Wednesday, April 02, 2014
Research findings could lead to future studies on vector virus infections
A paper written by TU Biological Science Professor Charles Brown and doctoral student Amy Moore on the spread of vector-borne zoonotic pathogens has been published in the latest edition of the international science journal Biology Letters.
In “Dispersing Hemipteran Vectors Have Reduced Arbovirus Prevalence,” Brown and Moore explain the results of research performed on the swallow bug (Oeciacus vicarius), an ectoparasite of the cliff swallow. The ectoparasite is considered a bed bug to cliff swallows, living primarily in the birds’ nests and feeding on the swallows’ blood.

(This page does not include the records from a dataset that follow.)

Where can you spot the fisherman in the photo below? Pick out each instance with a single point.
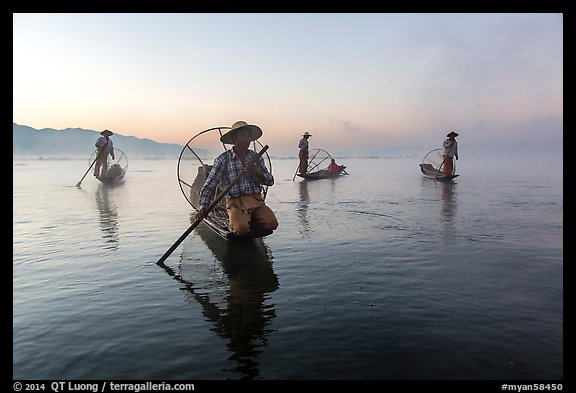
(303, 153)
(104, 146)
(450, 152)
(245, 204)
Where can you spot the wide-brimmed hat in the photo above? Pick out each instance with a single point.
(255, 131)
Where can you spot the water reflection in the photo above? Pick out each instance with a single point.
(108, 217)
(302, 209)
(234, 295)
(448, 199)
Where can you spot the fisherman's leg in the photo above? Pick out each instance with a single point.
(97, 167)
(303, 161)
(104, 166)
(448, 165)
(238, 218)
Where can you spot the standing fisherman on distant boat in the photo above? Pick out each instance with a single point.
(104, 147)
(245, 204)
(303, 153)
(450, 152)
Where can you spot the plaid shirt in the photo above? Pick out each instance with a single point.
(227, 167)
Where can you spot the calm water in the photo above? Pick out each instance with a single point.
(381, 274)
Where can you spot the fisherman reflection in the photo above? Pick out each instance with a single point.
(448, 200)
(243, 316)
(302, 209)
(108, 217)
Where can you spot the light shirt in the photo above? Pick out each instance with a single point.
(227, 166)
(450, 147)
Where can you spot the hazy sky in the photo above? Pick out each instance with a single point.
(357, 82)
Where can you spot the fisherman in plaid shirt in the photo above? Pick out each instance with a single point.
(245, 204)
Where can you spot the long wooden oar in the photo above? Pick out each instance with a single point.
(209, 208)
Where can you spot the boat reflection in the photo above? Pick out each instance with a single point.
(233, 294)
(108, 217)
(448, 200)
(302, 209)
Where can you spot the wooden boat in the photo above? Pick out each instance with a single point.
(117, 167)
(431, 166)
(318, 162)
(192, 173)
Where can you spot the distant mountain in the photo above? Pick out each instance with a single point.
(78, 142)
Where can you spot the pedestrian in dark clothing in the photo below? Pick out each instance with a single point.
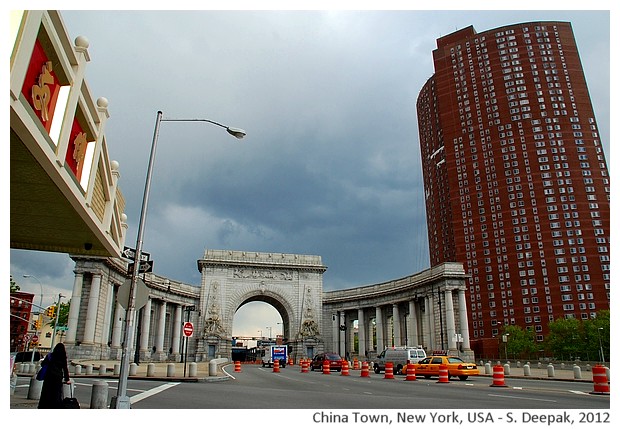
(57, 373)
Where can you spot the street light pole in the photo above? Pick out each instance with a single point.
(56, 321)
(121, 401)
(38, 313)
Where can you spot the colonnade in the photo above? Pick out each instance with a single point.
(96, 325)
(416, 311)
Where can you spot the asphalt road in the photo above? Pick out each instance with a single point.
(260, 388)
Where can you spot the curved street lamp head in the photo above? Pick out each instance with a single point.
(236, 132)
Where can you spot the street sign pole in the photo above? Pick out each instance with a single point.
(121, 401)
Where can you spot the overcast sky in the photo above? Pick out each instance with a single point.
(330, 165)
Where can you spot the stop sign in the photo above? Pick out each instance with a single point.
(188, 329)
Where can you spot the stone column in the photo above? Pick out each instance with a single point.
(430, 325)
(450, 324)
(161, 330)
(342, 351)
(463, 320)
(361, 334)
(335, 332)
(176, 331)
(379, 320)
(105, 335)
(396, 321)
(412, 328)
(146, 330)
(74, 310)
(371, 340)
(117, 330)
(91, 313)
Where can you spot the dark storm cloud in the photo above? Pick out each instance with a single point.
(330, 165)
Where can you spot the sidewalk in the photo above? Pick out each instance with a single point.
(160, 372)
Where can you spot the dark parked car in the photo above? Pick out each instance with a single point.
(335, 361)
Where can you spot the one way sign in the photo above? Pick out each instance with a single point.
(130, 253)
(145, 267)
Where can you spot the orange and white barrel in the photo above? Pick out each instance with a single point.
(498, 376)
(365, 371)
(599, 378)
(443, 374)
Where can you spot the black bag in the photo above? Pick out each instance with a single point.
(71, 402)
(43, 369)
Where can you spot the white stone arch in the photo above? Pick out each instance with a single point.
(290, 318)
(293, 284)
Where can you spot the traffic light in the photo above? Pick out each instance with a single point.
(50, 311)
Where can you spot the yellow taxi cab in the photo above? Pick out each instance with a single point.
(457, 367)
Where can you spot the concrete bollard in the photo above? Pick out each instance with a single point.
(13, 383)
(34, 389)
(99, 395)
(212, 368)
(170, 370)
(577, 372)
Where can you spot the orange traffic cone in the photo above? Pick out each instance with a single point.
(599, 378)
(498, 376)
(410, 372)
(365, 371)
(443, 374)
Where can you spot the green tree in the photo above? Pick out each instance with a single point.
(520, 342)
(14, 286)
(566, 338)
(63, 315)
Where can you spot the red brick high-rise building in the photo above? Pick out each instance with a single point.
(516, 182)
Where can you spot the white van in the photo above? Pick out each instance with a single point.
(400, 357)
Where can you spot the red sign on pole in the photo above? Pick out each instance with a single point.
(188, 329)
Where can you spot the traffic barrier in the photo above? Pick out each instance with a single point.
(498, 376)
(345, 368)
(410, 372)
(443, 374)
(365, 371)
(599, 378)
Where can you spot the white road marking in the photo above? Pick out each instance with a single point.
(155, 391)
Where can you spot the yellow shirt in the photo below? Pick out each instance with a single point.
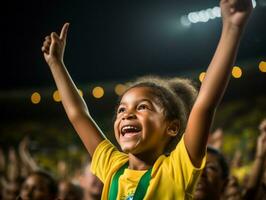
(173, 177)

During the past decade, Brown, Moore and a team of research assistants studied more than 100 colonies of this vector, screening swallow bug samples for Buggy Creek virus. The team detected notable trends in specimens collected from new nesting sites as well as at established colonies.
“We noticed there was less prevalence of the virus in sites where bugs had recently migrated,” Moore said. “Bugs that successfully migrate by clinging to swallows’ feet are less likely to have the virus.”
TU’s research showing the reduced likelihood of infected bugs dispersing to new colony sites indicates that even heavily infected sites may not always export virus to nearby nests. The results might explain why some virus infections do not spread rapidly.
“We hope these findings prompt people to consider this possibility in other vectors and in species that have more human or economic impact,” Moore said.
Moore said this research could lead to future studies on where vector virus infections are likely to occur, a key to preventing more common and destructive diseases such as the related western equine encephalitis.